Friday, March 29, 2013

Getting a jump on the season: Carrots

Well, I've been doing some complaining about not starting early enough, and here I find out I started my carrots too early - let me back up.

A friend of mine introduced me to a local gardening power team, Gene Bazan and Tania Slawecki. I've visited their impressive production system twice now, and brought home lots and lots of ideas, some more feasible than others given the attention I can afford to dedicate to the garden realm. You can read more about their system at neo-terra.org.

One of these ideas was to start carrots in flats rather than direct seeding them. Typically, this is ill-advised because the carrot root is so fragile and transplanting is so tedious. But Gene succeeds, and there are certain advantages. Carrot seeds take quite a long time to germinate (2-3 weeks) and the soil must be maintained evenly moist during this period. I accomplished this one year (or perhaps the weather cooperated) but other seasons, especially summer planting for fall harvests, I have not managed to get out there and water regularly enough to assure carrot germination.

This year, I thought I'd give Gene's method a try - and I was thrilled with the results. A high rate of germination in just 4 days! I moved the flat (a reused plastic organic spinach pack from the grocery store) out to the cold frame for better light.

But having sprouted 3 weeks ago, none of the seedlings have true leaves. All of the cotyledons are a beautiful healthy shade of green, they just don't seem to be growing.

So I started investigating light and temperature requirements (great article from Plant Pro here) and asked Gene for more guidance. Here's what I learned:

1. Carrots develop the root length in as little as 3 weeks.
2. Carrots develop the root length within the first 50 days.
3. "An increase in early storage root length after emergence is favoured considerably by constant temperatures of 20 or 24°C." (20c=68F)
4. "Preferred growing conditions for most carrot cultivars are warm day and cool night temperatures and this usually provides the best combination of root length and diameter."
5. Gene starts his seeds around March 30th to transplant May 4th (State College, PA dates)
6. When transplanting, Gene's seedlings are about 2" tall and have ~4 true leaves.
7. To transplant Gene inserts a narrow trowel, pulls the prepared, finely textured soil back, and drops the 2-3" long taproot straight down into the void behind the trowel before pulling it out and settling the soil.
8. Gene's preferred are Danvers and Danvers half-long for heavy clay soils.
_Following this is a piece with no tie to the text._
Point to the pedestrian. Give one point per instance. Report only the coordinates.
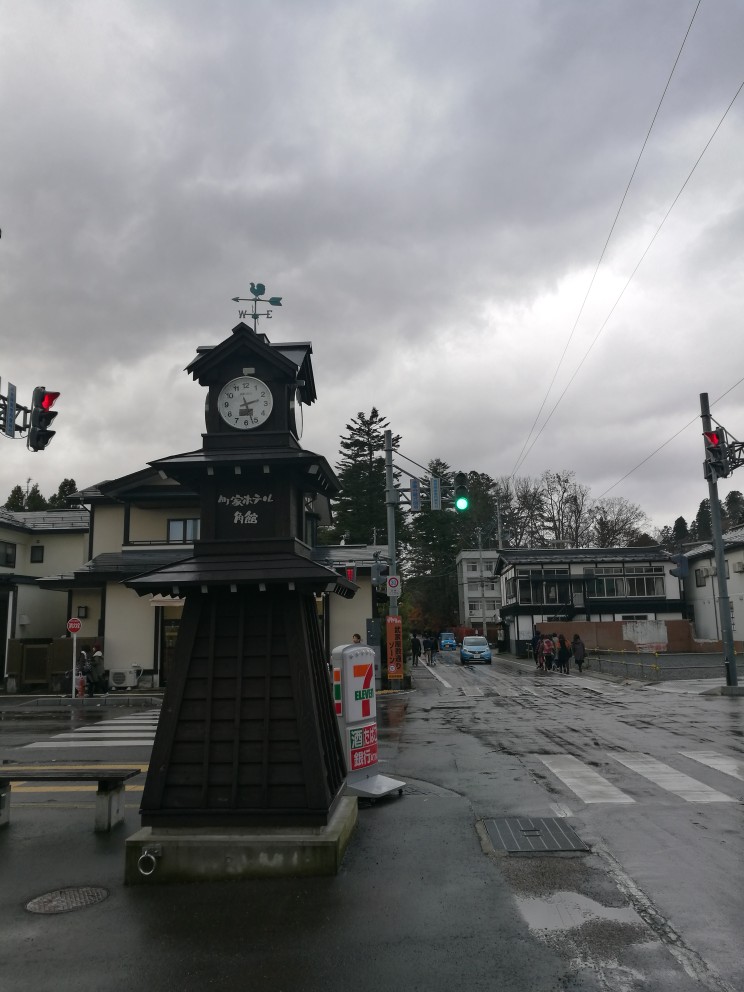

But I'm still not quite to the bottom of why my carrots aren't sprouting true leaves. Clearly, I started them too early, about a month earlier than Gene. But the Plant Pro article seems to say they like warm days and cool nights, which is about what they are getting in the cold frame - although nights may be too cold? We have been having the steadiest string of gray gray days. Light definitely could be an issue.
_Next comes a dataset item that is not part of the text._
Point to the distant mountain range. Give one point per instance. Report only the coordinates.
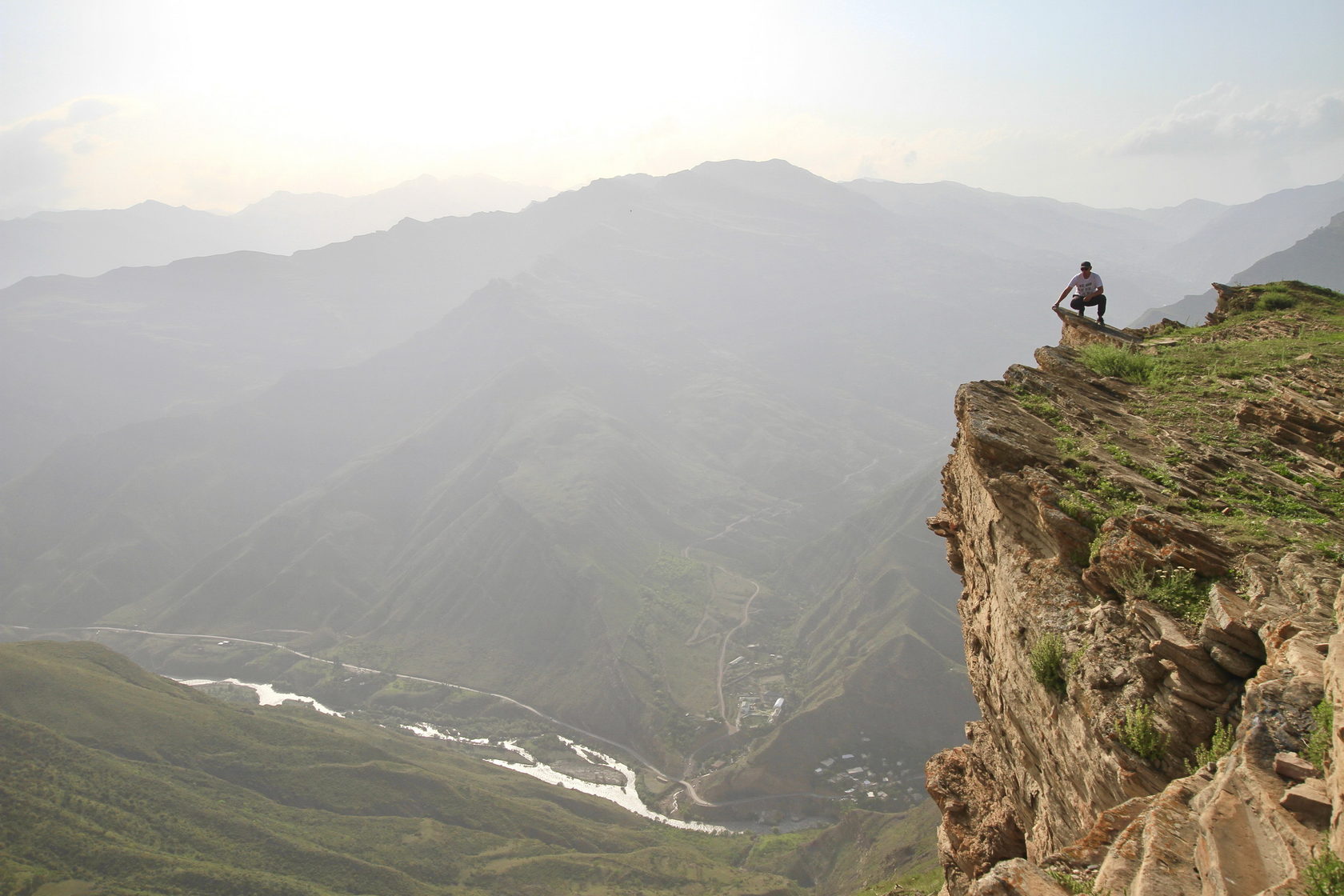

Verdict? Since they haven't actually died, I'm going to allow the experiment to play out. I'll keep them in their flats, in the cold frame until they sprout leaves, or until the seeds I'll start this weekend (on Gene's schedule) beat them in the race. There's a definite chance they won't win this competition, but I've always had a hard time pulling a living plant - except dock, but that's another story.